Today was a few things:
1) The fourth day of my Clomid dose.
2) My first day back at school as a teacher since I bailed on having job prospects to go to an esoteric grad program.
3) My 26th birthday!
It was also 90 degrees with one billion percent humidity today, so that was crazy.
I had a bunch of really artistic photographs of my Clomid medication saved on my phone and had been meaning to post them here for about three days (and kept getting distracted by family visits and work and melting into a puddle of sweat and steam), and then I very unceremoniously deleted them today after forgetting that I did not, in fact, already email them to myself. Gah. They would have been such great visual aids. Just pretend you’re looking at a picture of five little white pills all in a row in some foil packaging. Because that’s exactly what it looks like.
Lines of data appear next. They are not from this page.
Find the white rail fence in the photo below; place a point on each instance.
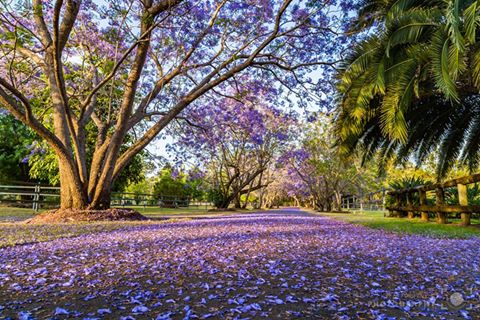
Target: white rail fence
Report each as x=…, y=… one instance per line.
x=40, y=196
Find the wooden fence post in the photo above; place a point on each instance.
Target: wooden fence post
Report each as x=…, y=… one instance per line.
x=423, y=201
x=463, y=201
x=409, y=202
x=440, y=201
x=398, y=202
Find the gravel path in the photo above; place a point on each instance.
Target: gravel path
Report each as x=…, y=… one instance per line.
x=281, y=265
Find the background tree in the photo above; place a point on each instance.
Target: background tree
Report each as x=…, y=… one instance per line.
x=320, y=169
x=131, y=67
x=237, y=138
x=16, y=144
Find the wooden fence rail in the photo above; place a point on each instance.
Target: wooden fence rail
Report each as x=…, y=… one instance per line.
x=403, y=200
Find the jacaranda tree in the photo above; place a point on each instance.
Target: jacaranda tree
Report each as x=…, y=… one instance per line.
x=130, y=67
x=411, y=85
x=237, y=139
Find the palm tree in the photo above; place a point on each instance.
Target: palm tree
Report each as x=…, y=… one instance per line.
x=412, y=83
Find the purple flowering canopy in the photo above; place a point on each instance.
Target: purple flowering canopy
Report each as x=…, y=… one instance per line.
x=236, y=139
x=75, y=69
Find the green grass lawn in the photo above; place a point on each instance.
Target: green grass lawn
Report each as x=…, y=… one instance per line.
x=376, y=220
x=12, y=214
x=14, y=232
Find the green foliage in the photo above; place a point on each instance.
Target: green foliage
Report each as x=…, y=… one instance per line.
x=473, y=195
x=170, y=186
x=407, y=183
x=15, y=145
x=411, y=85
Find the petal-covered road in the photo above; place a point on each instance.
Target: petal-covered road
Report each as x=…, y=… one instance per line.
x=274, y=265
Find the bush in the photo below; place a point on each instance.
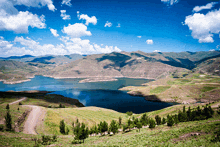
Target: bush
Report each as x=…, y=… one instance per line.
x=113, y=127
x=7, y=107
x=8, y=120
x=62, y=127
x=164, y=121
x=54, y=138
x=170, y=121
x=129, y=113
x=1, y=127
x=46, y=139
x=158, y=119
x=139, y=125
x=152, y=123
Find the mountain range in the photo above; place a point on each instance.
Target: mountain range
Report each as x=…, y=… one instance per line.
x=116, y=64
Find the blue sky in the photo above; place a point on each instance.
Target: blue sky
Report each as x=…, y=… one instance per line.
x=59, y=27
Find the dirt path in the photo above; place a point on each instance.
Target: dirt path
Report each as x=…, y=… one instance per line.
x=18, y=101
x=33, y=118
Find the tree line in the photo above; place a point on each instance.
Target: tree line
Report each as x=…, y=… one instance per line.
x=81, y=132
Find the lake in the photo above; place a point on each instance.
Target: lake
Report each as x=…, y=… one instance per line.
x=100, y=94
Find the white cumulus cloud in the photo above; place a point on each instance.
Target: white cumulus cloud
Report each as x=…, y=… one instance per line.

My doctor prescribed me 100mg a day, taken as two 50mg pills at bedtime (supposedly because taking the medication at night means you sleep through the vicious headaches and nausea that some people experience). Because I can never experience anything in life without googling it for hours, I decided it might be a good plan to look up some Clomid side effects, which is how I stumbled onto some “Clomid twins” comment threads and then had a proper meltdown. I’d obviously been aware that the chance of multiples is slightly higher than normal when you take a (however low grade) fertility drug. The percentage increase is touted as minimal – a few percentage points at most. However, when you’ve just read 22 pages of comments written by people who took 50mg of Clomid (a lower dose than I’m on, mind you) for just one month and ended up with at least two (if not three!) babies, the statistics appear to be a little skewed. I panicked. Especially after I read a post by a woman who said, and I’m paraphrasing because I don’t know exactly where in the internet rabbit hole I read this, that the calculation of the standard 8-10% chance of Clomid twins actually includes all the people who don’t get pregnant using the drug. Meaning: of every single person prescribed Clomid, including those for whom it doesn’t work, 8-10% will have twins. Then, this commenter said that the actual number of twins, when the percentages are calculated using just people who have gotten pregnant using it, is closer to 100% (okay, she may have said 80%, but I read it as YOU WILL HAVE QUADRUPLETS). Intellectually, I know that can’t be right, but the thought sends shivers down my spine.
I’ve spent the last couple days sending Fertile Myrtle text messages like, “I wonder if it would totally ruin my life if I had twins? Would my life be over?”
I also have “Gangham Style” by Psy stuck in my head. If you haven’t seen the video yet, go directly to YouTube and check it out. It is incredible.
Despite being convinced I will become my neighborhood’s Octomom (and nurturing a growing love for K-Pop), I had a pretty fantastic birthday. Everyone at work was wonderful and my husband (who works across the street) delivered some lunch and a giant bouquet of flowers to me, which was amazing. I have eaten my weight in vegetarian Indian food, gotten tons of cards and calls and texts, and was presented with a trip to San Diego from the husband, who is really scoring tons of points right now.
I wonder if I’ll still feel so lucky when I get pregnant with triplets.